3- Nasıl olsa Allah'ın kendilerini affedeceği düşüncesinin ğururuna/ayartıcı kandırmasına kapılan Yahudileri ve o eğilimdeki kimseleri Ahiret Günü bekleyen felaket hakkındaki diğer ayetler için bkz. Al-i İmran Suresi ayetleri bu düşüncelerin dini bir kalıpla ifade edildiğini özellikle vurgulamaktadır: Al-i İmran,3/23-25; aynı şekilde Fatır Suresi'nde de şeytanın Allah adına kandırdığı ifade edilmektedir: Fatır,35/5; Hadid Suresi'nde ise iman ile küfür arasında bir türlü karar veremeden ölümün kendilerini yakaladığı yarım gönüllü, kişiliksiz insanları anlatmaktadır: Hadid,57/14.Her üç ayette de bu sonuca yol açan amilin, insanoğlunun Ğurur temelli, kendilerini ayartan, kendi kendilerini kandıran düşünceleri olduğu vurgulanmıştır. Ğurur tasavvurunun, insanı Allah'tan uzaklaştıran ümniyyelerin/şeytani vesveselerin zaman zaman ilahi vahyi tahrife de yeltenen beşeri düşüncelerle ilgili olduğu İnfitar Suresi'nde vurgulanmıştır; bkz. İnfitar,82/6.
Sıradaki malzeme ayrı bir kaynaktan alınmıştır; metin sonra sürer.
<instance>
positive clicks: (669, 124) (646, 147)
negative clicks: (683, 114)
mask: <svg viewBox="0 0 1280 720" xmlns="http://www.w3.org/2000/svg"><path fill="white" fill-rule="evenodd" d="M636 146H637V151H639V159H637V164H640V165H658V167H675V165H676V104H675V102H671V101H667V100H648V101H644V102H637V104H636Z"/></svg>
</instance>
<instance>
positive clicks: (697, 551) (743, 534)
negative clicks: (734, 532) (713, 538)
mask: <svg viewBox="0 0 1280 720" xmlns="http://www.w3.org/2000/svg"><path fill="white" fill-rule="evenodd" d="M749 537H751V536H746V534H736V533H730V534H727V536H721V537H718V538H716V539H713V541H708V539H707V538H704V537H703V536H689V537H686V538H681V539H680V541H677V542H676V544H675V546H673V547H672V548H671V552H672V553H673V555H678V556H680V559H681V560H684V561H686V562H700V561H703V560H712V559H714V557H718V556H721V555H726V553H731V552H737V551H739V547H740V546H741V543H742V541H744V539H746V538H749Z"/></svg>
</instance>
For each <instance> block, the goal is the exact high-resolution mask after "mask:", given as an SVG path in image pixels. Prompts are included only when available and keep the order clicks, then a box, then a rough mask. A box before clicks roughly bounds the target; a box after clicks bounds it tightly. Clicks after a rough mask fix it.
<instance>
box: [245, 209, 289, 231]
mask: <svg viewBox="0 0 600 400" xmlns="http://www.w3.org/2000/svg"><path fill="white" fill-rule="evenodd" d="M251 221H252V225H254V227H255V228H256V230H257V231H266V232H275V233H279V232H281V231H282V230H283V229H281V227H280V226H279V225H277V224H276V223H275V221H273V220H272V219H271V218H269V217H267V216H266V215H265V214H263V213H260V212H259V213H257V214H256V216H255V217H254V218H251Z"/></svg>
4- Ahirete iman ile namaz ve infak arasındaki kopmaz bağa dikkatlerimizi çeken çok sayıda ayet vardır. Misal olarak Lokman Suresi'nin dördüncü ayeti için bkz.: " Onlar ki, namazlarında kararlılık gösterirler ve karşılıksız yardımda bulunurlar; çünkü onlar içlerinde öte dünyaya kesin inanç besleyenlerdir." (Lokman, 31/4.)
5- Rabbimiz öte dünyayı gözeten Alim Müminler'in gecelerini kıyamla geçirerek ibadet ettiklerini ve böylece ilahi rahmete nail olduklarını ilan etmektedir: Bkz. Zümer,39/9.
6- Ahiret Günü'nde ilahi mükafata/ecire layık olmak, ancak ve ancak namaz ve infak gibi salih amelleri işlemekle mümkündür: Örnek olarak bkz. Nisa,4/162.
7- Nefsine zor gelmesine rağmen Allah uğrunda yaptıkları yüklü miktardaki harcamalarından dolayı, Bedeviler' den bazıları övülerek Mukarrebun/ Rabbin rızasına yakınlaşan gruplar içinde anılmıştır: Bkz. Tevbe, 9/99.
8- Bakara,2/177.
9- Bakara,2/177.
10- İçinde bulundukları durumun sömürüye ve fırsatçıların kullanımına açık olması dolayısı ile, ihtiyaç sahiplerini asıl kollayıp gözetmesi gerekenler öte dünyaya inandıkları için istismar etmeyi düşünmeyen, sırf Allah rızası ile hareket müminlerin görevidir: Bakara,2/220. Zaten ahireti inkar edenlerin, yoksulların haklarını gözettikleri iddiası koca bir yalandan ibaret olup, onların amacı fukaranın halini dünyevi bir kazanca dönüştürmekten başka bir şey değildir: Bkz. Fussilet,41/17.
11- Öteki dünyaya kesin olarak iman edenler, en yakın akrabaları da olsa, eğer Allah'a ve resülüne isyan ediyorlarsa, onları sevmezler. Çünkü öteki aleme iman, sahibine iyi ile kötü arasında kesin bir sınır çizmeyi gerektiren net bir bakış açısı kazandırır. Sevmenin ve buğz etmenin ahirete imanla ilişkisini beyan eden ayet için bkz. Mücadele,58/22
12- Ahirete kuşkusuz iman edenlerin şiarı salt Allah'a itaat etmeleri ve meşruiyetini ilahi vahyin muhkem doğrularından almayan her emre isyan etmeleridir: Nisa,4/59.
13- İbadet mahallerini koruyup gözetmek, ahirete imanın dünyevi bedeli olan amellerindendir: Tevbe,9/17.